Plus la peau continue à se refroidir, plus elle devient blanche, dure et raide. Bref, elle gèle. Pourtant, une engelure ne fait pas mal. Rappelle-toi : la peau qui gèle est engourdie. Mais attention quand ça va dégeler ! Ça pique, ça élance... Ouille!

Comme une brûlure.

Si la peau n’est pas gelée en profondeur, ce n’est pas très grave. Après quelques heures, ça ne fait plus mal. Mais il arrive parfois qu’un doigt, une main ou un pied gèle au complet. De la glace peut alors se former dans les cellules de la peau, ce qui les endommage beaucoup. De plus, quand le sang arrête de circuler, les cellules sont privées d’oxygène et meurent graduellement.

En dégelant, des cloques peuvent se former, la peau devient violette et enfle énormément. Les cloques sont de petites poches d’eau qui se forment sur la peau. Tu en as peut-être déjà eu après t’être brûlé. En fait, une engelure ressemble un peu à une brûlure. Dans les deux cas, une température extrême a brûlé la peau.

Quand on est brûlé par le froid, il faut se faire traiter par un médecin compétent. Ça prend de mois à guérir. C’est ce qui est arrivé aux amis de Bernard. Mais cela aurait pu être pire. Si leur exposition au gel avait duré plus longtemps, ils auraient dû se faire amputer.

Il n’est pas nécessaire d’aller au pôle Nord pour se geler les doigts ! Cela peut arriver en jouant dehors un après-midi, près de chez toi. Voici quelques conseils pour éviter les engelures. 1. Habille-toi assez chaudement : un bon manteau, une tuque, des mitaines, de bonnes bottes. 2. Protège-toi du vent: le vent refroidit très vite la peau. 3. Reste au sec: quand la peau ou les vêtements sont mouillés, ils se refroidissent beaucoup plus vite.

Attention: il ne faut jamais frotter la peau gelée avec de la neige. Cela la fera geler encore plus!

La plupart des repas sont constitués d’aliments déshydratés (séchage à chaud) et lyophilisés, auxquels on ajoute de la neige fondue. La lyophilisation et une technique de séchage à froid mise au point par la NASA pour les astronautes. Le café et un produit lyophilisé) Cela ne prend pas beaucoup de place, c’est très léger à transporter et surtout facile et rapide à préparer.

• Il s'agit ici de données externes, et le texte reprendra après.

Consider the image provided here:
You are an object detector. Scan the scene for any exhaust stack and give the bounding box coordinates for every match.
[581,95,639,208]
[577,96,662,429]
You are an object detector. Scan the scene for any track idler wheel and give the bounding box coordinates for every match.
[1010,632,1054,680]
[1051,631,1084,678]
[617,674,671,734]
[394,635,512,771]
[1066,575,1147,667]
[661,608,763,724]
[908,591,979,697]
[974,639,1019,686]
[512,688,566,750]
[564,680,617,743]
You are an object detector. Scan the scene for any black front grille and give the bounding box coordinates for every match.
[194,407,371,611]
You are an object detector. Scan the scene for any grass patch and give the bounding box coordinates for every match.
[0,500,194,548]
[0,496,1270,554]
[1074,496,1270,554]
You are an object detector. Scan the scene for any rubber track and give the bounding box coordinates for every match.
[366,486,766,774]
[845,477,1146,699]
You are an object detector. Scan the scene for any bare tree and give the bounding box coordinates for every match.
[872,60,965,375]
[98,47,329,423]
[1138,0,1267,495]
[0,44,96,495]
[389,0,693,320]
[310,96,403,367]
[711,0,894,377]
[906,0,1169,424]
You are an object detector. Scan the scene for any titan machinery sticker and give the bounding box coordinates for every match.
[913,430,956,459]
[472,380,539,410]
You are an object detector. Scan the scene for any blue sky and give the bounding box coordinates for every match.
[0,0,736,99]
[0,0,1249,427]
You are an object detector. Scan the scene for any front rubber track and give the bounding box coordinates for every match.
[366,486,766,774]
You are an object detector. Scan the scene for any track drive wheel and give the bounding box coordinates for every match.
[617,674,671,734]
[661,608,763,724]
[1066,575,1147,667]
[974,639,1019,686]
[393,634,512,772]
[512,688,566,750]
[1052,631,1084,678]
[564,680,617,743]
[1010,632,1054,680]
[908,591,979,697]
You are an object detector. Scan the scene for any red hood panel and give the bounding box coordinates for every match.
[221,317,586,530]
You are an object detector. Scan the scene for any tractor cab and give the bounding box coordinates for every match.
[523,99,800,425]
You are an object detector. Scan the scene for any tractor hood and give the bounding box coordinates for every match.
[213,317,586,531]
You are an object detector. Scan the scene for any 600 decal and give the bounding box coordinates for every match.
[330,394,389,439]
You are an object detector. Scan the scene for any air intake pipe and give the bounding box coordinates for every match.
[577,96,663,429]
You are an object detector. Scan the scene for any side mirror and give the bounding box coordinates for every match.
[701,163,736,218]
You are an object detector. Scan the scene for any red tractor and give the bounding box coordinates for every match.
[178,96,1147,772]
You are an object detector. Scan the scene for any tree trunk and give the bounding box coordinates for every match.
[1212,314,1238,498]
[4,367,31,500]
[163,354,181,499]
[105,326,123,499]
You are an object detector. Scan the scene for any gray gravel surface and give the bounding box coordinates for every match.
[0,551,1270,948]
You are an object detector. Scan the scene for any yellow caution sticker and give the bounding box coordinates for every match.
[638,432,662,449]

Dans l’Arctique, il n’y a pas d’arbres. Il faut donc que la tente soit tendue et attachée très solidement afin de résister aux grands vents. Pour la plaquer au sol, on dépose de la neige sur le tissu (le double toit) qui dépasse de la tente et on la tape.

Les explorateurs se lavent régulièrement... dans la neige. Comme il fait trop froid pour que la neige fonde, ils l’utilisent plutôt comme abrasif. Cette neige agit ainsi un peu comme du papier sablé! Tu comprendras que les explorateurs se nettoient très rapidement. Si la neige fond un peu sur leur corps, ils doivent se laisser sécher par le vent.